Arab regimes will be wondering what Washington is really up to by holding secret talks with a high-ranking Iranian official while Bush makes incessant demands that they must confront Iran. Besides, only a few months ago, the Bush administration declared the IRGC as a “foreign terrorist organization” and imposed sanctions on it. It is immaterial whether the Sunday Times report turns out to be substantiated or not. Either way, US standing in the region suffers.

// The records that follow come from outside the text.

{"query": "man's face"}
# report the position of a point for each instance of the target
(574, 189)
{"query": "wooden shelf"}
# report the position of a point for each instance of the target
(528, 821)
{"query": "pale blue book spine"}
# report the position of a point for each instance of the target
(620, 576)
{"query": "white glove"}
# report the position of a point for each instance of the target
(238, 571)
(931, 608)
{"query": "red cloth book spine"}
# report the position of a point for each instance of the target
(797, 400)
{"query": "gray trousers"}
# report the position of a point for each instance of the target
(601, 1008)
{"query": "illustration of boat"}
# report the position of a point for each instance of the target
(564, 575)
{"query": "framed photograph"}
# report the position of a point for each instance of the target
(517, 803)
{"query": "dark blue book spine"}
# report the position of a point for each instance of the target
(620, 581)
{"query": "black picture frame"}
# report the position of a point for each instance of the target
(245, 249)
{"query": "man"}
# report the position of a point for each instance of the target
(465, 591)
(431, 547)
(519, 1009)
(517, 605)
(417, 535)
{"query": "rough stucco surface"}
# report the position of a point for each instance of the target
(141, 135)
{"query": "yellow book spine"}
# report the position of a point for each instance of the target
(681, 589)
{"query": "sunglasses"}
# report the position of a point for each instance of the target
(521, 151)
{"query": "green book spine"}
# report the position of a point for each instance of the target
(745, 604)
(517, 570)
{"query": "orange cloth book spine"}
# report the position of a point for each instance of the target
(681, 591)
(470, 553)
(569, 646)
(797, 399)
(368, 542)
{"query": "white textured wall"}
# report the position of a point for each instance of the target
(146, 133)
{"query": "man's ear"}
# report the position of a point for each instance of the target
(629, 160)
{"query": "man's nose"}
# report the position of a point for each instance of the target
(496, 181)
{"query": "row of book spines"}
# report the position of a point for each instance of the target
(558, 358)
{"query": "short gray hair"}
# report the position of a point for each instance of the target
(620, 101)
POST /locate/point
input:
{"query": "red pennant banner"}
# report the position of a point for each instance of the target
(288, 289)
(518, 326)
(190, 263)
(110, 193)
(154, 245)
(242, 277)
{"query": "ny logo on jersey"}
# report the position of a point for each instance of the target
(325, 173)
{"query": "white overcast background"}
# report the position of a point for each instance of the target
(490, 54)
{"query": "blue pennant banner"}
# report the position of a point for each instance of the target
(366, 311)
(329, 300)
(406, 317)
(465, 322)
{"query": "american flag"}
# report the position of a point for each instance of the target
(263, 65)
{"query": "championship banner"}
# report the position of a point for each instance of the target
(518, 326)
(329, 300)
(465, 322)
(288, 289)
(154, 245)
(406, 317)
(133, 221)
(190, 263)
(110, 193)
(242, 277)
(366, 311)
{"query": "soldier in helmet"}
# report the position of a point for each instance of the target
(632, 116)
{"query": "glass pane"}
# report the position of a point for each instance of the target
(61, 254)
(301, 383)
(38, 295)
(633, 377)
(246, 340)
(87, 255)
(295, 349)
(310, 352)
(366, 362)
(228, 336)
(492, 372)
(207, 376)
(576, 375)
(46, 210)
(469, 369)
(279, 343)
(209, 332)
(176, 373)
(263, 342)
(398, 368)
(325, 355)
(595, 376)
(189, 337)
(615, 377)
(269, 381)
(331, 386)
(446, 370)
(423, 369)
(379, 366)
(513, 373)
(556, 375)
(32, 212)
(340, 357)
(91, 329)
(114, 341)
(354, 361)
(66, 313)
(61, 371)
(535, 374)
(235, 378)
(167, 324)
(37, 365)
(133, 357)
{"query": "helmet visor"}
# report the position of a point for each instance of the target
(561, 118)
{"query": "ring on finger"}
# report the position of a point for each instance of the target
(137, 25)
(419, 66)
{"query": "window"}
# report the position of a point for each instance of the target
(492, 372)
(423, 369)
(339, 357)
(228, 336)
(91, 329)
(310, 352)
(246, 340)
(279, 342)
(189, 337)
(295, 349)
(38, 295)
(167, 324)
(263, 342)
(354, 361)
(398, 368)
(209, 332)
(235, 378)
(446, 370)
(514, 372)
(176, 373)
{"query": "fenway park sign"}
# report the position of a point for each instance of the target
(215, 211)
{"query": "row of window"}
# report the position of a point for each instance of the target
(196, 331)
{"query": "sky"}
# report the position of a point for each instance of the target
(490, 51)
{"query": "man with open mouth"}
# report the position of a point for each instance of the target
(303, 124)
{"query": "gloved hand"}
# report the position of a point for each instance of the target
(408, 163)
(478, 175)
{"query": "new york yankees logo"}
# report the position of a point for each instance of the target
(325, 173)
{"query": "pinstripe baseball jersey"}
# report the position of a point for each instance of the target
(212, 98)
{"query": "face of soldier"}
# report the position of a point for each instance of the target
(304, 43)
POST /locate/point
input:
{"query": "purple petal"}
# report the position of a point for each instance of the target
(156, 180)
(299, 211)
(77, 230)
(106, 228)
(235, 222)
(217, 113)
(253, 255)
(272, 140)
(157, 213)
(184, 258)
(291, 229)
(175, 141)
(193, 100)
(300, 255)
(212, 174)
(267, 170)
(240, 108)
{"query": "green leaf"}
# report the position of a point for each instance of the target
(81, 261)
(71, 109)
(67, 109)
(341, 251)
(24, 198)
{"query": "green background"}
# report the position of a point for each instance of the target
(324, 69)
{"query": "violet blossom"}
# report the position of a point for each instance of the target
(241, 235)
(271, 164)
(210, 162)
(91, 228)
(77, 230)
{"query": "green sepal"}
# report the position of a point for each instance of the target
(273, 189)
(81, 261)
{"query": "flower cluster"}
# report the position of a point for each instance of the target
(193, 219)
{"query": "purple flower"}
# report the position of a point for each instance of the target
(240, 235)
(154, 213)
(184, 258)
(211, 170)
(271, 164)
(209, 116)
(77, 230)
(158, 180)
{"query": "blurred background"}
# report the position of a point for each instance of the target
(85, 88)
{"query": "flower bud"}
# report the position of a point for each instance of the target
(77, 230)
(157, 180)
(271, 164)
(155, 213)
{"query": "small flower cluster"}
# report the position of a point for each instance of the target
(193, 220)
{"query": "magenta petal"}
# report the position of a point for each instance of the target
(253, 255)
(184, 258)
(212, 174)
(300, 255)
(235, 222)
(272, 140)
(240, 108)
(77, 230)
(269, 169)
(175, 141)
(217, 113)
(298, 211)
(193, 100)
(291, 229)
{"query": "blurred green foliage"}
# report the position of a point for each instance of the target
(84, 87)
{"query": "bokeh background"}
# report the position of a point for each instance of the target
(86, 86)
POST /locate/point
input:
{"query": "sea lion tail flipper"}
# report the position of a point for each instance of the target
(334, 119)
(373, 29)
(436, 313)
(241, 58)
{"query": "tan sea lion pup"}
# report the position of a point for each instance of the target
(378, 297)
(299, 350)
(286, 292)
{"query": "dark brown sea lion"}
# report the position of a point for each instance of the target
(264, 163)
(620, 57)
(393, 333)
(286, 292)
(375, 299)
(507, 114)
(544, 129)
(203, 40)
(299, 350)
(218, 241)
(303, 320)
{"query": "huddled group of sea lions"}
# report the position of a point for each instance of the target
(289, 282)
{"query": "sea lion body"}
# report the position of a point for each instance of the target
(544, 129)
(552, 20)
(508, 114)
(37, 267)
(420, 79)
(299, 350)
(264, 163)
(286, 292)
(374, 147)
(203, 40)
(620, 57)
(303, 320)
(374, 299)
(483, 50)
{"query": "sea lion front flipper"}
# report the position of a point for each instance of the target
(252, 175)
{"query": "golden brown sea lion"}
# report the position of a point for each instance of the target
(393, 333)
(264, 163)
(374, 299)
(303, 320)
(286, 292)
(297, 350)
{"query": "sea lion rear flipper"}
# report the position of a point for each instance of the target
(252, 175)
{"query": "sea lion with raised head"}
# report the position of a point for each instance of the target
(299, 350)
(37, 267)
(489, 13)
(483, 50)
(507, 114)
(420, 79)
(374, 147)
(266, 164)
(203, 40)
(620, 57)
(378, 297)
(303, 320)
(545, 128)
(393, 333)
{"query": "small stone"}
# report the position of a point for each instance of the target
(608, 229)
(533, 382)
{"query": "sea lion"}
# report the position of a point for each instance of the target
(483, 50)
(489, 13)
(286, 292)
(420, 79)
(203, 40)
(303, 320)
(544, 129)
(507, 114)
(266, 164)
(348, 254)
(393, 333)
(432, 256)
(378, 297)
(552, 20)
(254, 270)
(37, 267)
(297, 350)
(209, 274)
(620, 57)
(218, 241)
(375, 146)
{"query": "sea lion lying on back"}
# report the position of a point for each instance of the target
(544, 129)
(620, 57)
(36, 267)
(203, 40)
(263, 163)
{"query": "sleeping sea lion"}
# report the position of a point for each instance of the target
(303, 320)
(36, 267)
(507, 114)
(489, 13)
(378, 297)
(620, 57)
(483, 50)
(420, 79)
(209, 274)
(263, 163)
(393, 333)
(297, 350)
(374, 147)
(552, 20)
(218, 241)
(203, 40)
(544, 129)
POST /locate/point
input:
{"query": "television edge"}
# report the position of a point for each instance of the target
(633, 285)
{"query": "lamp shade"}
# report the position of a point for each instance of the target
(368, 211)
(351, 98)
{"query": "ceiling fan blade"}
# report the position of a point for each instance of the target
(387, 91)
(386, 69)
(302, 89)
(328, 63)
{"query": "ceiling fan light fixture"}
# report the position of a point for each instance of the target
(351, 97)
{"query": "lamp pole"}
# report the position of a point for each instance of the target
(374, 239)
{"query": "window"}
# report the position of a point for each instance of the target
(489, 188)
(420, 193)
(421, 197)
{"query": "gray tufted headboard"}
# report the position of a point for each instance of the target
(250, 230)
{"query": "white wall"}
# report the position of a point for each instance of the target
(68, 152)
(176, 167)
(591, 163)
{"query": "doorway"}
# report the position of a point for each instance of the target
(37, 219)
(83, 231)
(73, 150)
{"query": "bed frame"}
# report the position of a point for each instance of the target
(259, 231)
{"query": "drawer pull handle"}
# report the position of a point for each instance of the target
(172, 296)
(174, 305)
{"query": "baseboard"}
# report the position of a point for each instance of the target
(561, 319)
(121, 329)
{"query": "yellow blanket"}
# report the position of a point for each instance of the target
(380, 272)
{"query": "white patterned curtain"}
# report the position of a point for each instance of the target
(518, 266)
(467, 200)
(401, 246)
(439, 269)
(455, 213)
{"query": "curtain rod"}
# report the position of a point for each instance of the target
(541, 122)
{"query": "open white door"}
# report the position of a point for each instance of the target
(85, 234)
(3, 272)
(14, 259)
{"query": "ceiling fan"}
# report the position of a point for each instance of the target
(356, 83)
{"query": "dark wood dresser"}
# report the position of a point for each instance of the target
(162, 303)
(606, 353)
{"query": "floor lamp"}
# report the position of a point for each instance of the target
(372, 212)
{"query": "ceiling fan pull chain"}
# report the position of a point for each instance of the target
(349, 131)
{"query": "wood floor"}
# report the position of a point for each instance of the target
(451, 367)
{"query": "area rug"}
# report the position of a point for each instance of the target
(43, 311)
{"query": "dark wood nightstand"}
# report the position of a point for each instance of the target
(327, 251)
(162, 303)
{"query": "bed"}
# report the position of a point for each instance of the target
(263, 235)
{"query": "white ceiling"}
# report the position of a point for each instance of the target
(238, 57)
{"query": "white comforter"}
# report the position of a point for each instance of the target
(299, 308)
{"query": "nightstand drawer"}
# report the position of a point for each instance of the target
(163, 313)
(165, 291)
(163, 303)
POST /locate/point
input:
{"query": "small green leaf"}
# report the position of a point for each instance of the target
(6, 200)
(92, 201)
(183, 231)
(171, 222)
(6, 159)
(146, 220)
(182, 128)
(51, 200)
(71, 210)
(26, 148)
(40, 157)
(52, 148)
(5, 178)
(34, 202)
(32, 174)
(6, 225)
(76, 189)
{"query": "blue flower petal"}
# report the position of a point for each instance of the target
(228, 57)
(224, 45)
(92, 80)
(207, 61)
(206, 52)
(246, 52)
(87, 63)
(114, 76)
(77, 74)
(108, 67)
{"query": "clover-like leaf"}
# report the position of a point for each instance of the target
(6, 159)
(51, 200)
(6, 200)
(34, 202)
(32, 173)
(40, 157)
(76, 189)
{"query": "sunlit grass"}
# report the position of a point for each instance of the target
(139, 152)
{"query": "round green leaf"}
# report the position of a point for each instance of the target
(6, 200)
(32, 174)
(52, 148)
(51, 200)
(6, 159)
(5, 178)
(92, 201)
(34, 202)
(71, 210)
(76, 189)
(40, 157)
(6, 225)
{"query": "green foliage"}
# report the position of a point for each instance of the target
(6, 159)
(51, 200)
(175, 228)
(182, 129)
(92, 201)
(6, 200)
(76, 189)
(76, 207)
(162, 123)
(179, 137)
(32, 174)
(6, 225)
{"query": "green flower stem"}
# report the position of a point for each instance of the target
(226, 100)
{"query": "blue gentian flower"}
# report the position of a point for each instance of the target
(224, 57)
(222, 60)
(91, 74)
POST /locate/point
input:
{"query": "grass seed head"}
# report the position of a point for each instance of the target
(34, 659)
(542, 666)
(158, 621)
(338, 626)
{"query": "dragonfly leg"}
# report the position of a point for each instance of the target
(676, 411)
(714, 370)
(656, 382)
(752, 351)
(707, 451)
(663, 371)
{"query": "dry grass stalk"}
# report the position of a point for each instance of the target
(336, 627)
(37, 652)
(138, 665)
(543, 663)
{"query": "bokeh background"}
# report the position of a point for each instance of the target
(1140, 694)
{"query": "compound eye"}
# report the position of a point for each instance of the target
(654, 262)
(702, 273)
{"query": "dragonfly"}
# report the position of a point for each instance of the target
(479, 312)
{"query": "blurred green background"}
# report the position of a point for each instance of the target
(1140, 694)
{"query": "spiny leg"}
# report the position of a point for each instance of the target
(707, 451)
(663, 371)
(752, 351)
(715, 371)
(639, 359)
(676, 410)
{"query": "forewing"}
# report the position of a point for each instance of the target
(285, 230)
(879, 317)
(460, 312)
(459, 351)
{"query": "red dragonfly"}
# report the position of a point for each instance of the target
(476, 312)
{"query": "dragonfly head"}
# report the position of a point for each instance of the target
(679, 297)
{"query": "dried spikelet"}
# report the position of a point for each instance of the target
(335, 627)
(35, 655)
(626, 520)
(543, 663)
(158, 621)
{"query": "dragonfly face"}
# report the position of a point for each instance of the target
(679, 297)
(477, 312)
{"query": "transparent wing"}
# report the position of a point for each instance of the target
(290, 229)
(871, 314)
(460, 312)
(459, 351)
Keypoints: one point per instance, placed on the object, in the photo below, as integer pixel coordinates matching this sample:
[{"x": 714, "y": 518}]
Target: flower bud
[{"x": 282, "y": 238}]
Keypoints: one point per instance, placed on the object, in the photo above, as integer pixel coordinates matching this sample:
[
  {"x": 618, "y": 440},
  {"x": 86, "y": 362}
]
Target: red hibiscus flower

In the Arab world, perceptions matter the most, and nothing hurts more than being made to look foolish. The Filipino Monkey and Jafari have caused havoc on US standing in the Persian Gulf. Washington looks foolish. The Arabs have assessed that the right thing to do is to bide their time until a new president moves into the White House — which is also what Tehran’s substitute Friday prayer leader Khatami advised them to do.
Note
1. The agreement ElBaradei carried away with him from Tehran on January 13 deals with two issues. One relates to so-called military-linked studies. These include indications that Iran was examining how to convert uranium dioxide into a semi-refined product called UF4, which can be refined further into gas suitable for an enrichment cascade; and among other things, that Iran was studying designs for missile re-entry vehicles.
The second issue relates to radioactive contamination found at an Iranian technical university. The IAEA wants to know how this uranium contamination got there, and it wants access to the individuals working at the university, as well as to the equipment that was used.
These two areas that Iran has agreed to explain within a month are the remaining unanswered questions on a “work plan” formulated by the IAEA last year, and endorsed by the agency’s Board of Governors on November 15, 2007. — Radio Free Europe
M K Bhadrakumar served as a career diplomat in the Indian Foreign Service for over 29 years, with postings including India’s ambassador to Uzbekistan (1995-1998) and to Turkey (1998-2001).